Every generation hopes to bequeath to the next generation something it created or improved. This gift can be something personal — such as a bank account, stock portfolio, house, farm, or woodlot — or it can be something shared by society, such as a more democratic, more secure nation. Whatever this gift may be, it ultimately is something we can present to our children and say, “I’ve worked to make this better, and now it is yours.”

In the past few decades, many — if not most — of us have come to believe that we should leave our children a natural environment that became cleaner, healthier, and more fully functioning under our stewardship. This is a belief we at the Agency of Natural Resources share. It is why we work here.

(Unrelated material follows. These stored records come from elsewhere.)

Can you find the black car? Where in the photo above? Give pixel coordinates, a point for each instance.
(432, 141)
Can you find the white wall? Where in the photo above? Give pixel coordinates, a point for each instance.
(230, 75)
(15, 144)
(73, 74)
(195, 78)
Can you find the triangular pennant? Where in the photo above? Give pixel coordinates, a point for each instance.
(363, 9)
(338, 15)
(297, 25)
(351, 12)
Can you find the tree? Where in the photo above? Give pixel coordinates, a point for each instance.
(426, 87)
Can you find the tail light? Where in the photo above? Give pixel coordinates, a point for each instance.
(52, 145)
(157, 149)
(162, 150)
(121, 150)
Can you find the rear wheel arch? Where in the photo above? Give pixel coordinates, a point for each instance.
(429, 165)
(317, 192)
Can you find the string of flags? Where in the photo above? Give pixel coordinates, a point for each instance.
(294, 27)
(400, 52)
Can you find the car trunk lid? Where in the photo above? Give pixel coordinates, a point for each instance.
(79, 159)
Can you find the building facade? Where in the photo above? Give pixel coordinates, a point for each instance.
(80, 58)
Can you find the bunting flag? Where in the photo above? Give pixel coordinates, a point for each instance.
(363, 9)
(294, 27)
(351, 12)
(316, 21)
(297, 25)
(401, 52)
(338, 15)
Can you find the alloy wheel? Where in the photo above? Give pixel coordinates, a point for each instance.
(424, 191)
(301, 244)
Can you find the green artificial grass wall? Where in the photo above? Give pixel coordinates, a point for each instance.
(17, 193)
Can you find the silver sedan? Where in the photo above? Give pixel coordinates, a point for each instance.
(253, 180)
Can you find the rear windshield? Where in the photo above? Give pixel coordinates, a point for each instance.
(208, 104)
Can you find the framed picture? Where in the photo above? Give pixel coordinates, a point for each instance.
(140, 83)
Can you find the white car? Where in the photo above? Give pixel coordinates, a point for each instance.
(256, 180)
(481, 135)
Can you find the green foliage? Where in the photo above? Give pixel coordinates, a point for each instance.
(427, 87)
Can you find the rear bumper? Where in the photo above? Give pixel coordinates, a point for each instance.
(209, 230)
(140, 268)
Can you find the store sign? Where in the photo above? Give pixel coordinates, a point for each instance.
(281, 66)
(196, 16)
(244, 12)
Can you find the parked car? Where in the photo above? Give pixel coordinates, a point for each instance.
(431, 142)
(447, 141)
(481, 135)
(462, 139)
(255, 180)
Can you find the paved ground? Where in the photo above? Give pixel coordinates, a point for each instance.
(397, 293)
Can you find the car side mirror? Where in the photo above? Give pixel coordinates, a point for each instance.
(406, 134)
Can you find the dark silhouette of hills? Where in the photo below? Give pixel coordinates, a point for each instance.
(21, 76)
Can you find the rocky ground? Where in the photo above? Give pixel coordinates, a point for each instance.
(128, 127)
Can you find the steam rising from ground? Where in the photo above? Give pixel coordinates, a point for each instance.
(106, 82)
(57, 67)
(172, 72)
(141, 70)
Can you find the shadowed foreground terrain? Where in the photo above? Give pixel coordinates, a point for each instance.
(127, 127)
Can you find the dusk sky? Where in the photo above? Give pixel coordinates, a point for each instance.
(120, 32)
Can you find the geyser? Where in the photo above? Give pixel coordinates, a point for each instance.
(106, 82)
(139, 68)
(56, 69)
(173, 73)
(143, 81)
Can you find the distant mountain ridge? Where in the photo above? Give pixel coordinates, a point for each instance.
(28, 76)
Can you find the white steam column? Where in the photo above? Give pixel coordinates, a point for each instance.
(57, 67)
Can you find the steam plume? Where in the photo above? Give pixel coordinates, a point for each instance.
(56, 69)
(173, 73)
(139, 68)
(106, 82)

This report focuses on Vermont’s waters. I’m glad to say that we in Vermont have improved water quality across the state dramatically during the past 30 years, and our society as a whole today regards rivers and lakes as something to treasure — not means for disposing of waste.

Many of our state’s rivers and lakes are not yet clean enough, however, so we continue to develop ways to tackle water quality problems. Three recent examples:

• The Agency launched the Watershed Improvement Project in 1999 to implement short-term, action-oriented projects within Vermont’s 17 major watersheds while involving thousands of Vermonters in the identification of long-term water quality management goals. The project encourages Vermonters to look beyond their town boundaries and consider their lives within the context of the watersheds in which they live.

• We created a new River Management Section in the Water Quality Division in 1999 to carry out the Stream Alteration Permit Program, complete stream morphology assessments, and restore flood-damaged reaches using natural channel design techniques.

• The Agency unveiled a watershed improvement permit system in 2001 to accelerate the cleanup of urban streams polluted primarily by stormwater run-off. Under this permit system, many businesses, municipalities, and homeowners’ associations in urban and suburban parts of the state will need to repair, install, or upgrade stormwater treatment systems within the next two years.

Because of these and other initiatives, which we’ll explore in more detail in this report, we continue to make progress. Nothing, however, will do more to assure our success than the strong support of Vermonters who want and will work for a cleaner, healthier environment for themselves and for future generations.

As always, I hope you enjoy this document and share it with others. We invite your comments and suggestions.